The most common adverse reactions reported in more than 20% of patients treated with enfortumab vedotin-ejfv plus pembrolizumab, including laboratory abnormalities, were increased alanine aminotransferase, aspartate aminotransferase, calcium, creatinine, glucose, lipase, and potassium; decreased albumin, appetite, hemoglobin, lymphocytes, neutrophils, phosphate, potassium, and weight; and alopecia, arthralgia, constipation, diarrhea, dry eye, dry skin, dizziness, dysgeusia, edema, fatigue, rash, peripheral neuropathy, pruritus, nausea, and urinary tract infection.
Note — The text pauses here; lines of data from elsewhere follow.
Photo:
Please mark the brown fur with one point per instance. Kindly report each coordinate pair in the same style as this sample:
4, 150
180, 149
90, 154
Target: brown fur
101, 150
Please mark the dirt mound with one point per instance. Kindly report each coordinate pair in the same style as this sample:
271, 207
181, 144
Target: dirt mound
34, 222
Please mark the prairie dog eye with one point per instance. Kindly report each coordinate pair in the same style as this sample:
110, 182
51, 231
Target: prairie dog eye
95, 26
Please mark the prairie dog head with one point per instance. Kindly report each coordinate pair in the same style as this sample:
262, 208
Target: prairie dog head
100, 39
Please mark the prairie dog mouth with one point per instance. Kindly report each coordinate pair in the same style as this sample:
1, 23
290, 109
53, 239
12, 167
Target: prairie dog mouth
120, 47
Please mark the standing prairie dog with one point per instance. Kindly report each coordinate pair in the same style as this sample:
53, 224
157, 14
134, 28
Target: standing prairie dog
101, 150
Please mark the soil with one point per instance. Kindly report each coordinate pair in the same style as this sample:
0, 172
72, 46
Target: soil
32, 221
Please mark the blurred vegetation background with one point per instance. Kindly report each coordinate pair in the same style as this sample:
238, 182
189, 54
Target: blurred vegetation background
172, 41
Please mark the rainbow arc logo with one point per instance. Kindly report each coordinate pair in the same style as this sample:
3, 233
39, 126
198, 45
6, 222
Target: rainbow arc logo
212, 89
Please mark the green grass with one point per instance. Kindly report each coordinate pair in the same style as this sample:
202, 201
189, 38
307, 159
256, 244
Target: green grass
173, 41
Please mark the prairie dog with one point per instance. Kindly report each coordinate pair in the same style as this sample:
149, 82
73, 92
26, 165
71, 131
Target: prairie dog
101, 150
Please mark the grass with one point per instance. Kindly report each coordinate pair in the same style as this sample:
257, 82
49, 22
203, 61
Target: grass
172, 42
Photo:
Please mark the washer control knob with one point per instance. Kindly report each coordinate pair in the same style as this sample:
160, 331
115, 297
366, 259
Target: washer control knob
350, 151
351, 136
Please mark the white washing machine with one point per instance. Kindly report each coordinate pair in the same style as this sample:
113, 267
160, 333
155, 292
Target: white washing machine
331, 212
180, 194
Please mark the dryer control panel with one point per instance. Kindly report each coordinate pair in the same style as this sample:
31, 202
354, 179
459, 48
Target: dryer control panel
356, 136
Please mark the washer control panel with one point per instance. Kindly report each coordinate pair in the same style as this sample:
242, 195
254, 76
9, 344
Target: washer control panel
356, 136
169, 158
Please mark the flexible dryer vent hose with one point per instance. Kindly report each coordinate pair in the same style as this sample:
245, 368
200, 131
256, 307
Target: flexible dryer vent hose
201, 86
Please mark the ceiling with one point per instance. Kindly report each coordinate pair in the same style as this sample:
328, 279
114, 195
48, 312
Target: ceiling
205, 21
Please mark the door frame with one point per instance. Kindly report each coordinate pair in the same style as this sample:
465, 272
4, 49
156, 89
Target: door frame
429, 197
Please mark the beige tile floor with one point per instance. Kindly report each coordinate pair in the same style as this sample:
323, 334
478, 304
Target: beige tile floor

The recommended enfortumab vedotin-ejfv dose when given with pembrolizumab is 1.25 mg/kg (up to a maximum of 125 mg for patients at least 100 kg) administered as an IV infusion over 30 minutes on days 1 and 8 of a 21-day cycle until patients experience disease progression or unacceptable toxicity. The recommended pembrolizumab dose, administered after enfortumab vedotin on the same day, is 200 mg every three weeks or 400 mg every six weeks for up to 24 months or until patients experience disease progression or unacceptable toxicity.
The review used the Assessment Aid, a voluntary submission from the applicant to facilitate FDA’s assessment.
The application was granted priority review and breakthrough designation. FDA expedited programs are described in the Guidance for Industry: Expedited Programs for Serious Conditions—Drugs and Biologics.
Healthcare professionals should report all serious adverse events suspected to be associated with the use of any medicine and device to FDA’s MedWatch Reporting System or by calling 800-FDA-1088.